I have wrestled with feelings over the past few weeks that I would reckon as the aftermath. The aftermath of a loss of life and breath and time. A part of me is now in a long silence.

As I am reading through this biography of Winston Churchill, I learned that his dad died when Winston was 21. Winston went on to live to the ripe, old age of 91. It goes without saying that he had so much life ahead of himself when his dad passed. Not much longer after Winston's dad died his nanny also died; the person he supposedly was closest to in the world. 70 years later Winston died with a photo of her at his bedside. What is left?

What was left in Winston's case after his dad died were so many things that did not even yet exist. In my case as well, I hope there are children and adventures and deep conversations and simple relaxation and hard work and all that life would have in store— we can not only keep the good with none of the heartache.

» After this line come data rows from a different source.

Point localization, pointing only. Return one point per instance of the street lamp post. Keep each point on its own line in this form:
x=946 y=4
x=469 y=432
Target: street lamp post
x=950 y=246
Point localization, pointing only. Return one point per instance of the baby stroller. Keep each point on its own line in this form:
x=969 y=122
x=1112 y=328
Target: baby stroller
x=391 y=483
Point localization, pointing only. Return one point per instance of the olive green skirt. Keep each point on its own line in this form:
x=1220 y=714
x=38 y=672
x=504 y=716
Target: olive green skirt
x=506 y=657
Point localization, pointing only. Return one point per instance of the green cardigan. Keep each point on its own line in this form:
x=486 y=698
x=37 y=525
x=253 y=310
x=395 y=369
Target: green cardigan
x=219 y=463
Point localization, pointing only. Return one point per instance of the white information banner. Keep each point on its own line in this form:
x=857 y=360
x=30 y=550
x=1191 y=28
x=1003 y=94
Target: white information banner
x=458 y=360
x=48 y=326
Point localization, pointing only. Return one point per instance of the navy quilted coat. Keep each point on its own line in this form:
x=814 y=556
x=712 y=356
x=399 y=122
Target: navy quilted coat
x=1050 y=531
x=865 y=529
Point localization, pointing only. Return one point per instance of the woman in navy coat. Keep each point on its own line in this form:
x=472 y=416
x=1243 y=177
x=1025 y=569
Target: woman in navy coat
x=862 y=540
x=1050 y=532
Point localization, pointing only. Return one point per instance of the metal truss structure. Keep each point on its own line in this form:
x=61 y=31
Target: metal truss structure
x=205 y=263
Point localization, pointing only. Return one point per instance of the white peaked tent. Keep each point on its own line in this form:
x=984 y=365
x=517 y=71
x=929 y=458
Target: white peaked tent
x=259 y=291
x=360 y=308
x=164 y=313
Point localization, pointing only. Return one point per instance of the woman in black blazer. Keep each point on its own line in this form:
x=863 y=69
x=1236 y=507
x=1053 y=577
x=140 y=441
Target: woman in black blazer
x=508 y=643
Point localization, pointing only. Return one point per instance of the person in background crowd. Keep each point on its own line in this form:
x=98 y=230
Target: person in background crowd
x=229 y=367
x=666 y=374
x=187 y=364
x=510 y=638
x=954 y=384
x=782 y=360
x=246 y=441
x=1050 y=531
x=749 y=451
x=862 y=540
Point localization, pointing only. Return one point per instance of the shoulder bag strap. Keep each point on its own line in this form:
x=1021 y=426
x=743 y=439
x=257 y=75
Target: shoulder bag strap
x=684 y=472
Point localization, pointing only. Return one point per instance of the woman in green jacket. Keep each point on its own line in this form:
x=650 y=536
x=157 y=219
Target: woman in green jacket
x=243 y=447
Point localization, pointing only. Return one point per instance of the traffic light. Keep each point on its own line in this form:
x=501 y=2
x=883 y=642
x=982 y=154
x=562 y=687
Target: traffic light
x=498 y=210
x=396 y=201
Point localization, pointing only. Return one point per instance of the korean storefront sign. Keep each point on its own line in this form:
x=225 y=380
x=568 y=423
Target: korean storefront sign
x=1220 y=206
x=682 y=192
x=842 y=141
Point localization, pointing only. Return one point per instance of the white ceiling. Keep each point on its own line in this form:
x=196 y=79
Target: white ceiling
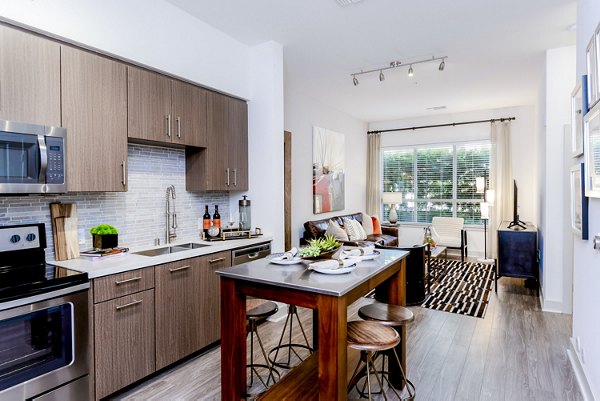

This long silence, however long it may be, is this stretch of life in between tears and new, deep laughs. It is this in-between loss of life and birth of life. In essence, it is the period between the rising of the moon and the rising of the sun. As time passes, we grow and we experience and we begin to understand that the realities of life affect us all.

Fill your lungs with a full breath of air. Let the morning sun warm your face. Give a hug to a loved one. Get some mud on your boots. Live life to the utmost fullest.